Ci senatorowie z Warmii i Mazur byli za przyjęciem ustawy o in vitro.
Kilka dni temu odbyło się głosowanie senatorów odnośnie „Ustawy o leczeniu niepłodności”, w której zawarte są regulacje pozaustrojowego zapłodnienia, czyli in vitro. Jeszcze przed głosowaniem swój apel do senatorów wystosowało Prezydium Konferencji Episkopatu Polski, w którym biskupi nakreślili obowiązki katolika uczestniczącego w procesie tworzenia prawa, wskazali w ustawie brak podmiotowości dziecka i szacunku dla życia ludzkiego oraz sprzeczność projektu rządowego z podstawowymi kryteriami moralności.
Senat nie zgłosił poprawek do ustawy o leczeniu bezpłodności, która reguluje metodę zapłodnienia in vitro. Ostatecznie za ustawą opowiedziało się 46 senatorów, przeciw było 43, a cztery osoby wstrzymały się od głosu. Spośród senatorów Warmii i Mazur za przyjęciem ustawy głosowali: Ryszard Górecki, Stanisław Gorczyca, Marek Konopka i Witold Gintowt-Dziewiałtowski.

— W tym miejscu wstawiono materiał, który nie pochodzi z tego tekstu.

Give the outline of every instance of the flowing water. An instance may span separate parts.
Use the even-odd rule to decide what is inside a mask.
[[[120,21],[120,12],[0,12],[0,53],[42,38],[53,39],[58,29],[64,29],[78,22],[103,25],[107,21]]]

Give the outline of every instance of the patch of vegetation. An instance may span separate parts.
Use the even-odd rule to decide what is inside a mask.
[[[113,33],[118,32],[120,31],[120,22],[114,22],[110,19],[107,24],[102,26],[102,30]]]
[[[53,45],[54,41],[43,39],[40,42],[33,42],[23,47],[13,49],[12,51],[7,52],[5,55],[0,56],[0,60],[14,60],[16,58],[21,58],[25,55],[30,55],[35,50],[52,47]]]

Po głosowaniu Prezydium KEP wydało komunikat, w którym czytamy: „Wyniki głosowania w Senacie w sprawie ustawy dotyczącej procedury in vitro - pod pozorem leczenia niepłodności - legalizują m.in. niszczenie ludzkich embrionów. Wyrażamy temu zdecydowany sprzeciw. Cel nigdy nie uświęca środków; tak jest i tym razem. To wiedza medyczna, a nie światopogląd religijny każe chronić każde życie ludzkie od chwili poczęcia. Osoby wierzące w Chrystusa nie mogą - pod żadnym pozorem - popierać godzącej w życie ludzkie ustawy o in vitro, jeżeli chcą pozostać w pełnej wspólnocie wiary. Zwracamy na to raz jeszcze uwagę, aby nikt nie zasłaniał się niewiedzą czy niezrozumieniem co do konsekwencji podejmowanych decyzji, które zaprzeczają godności i wartości życia ludzkiego”.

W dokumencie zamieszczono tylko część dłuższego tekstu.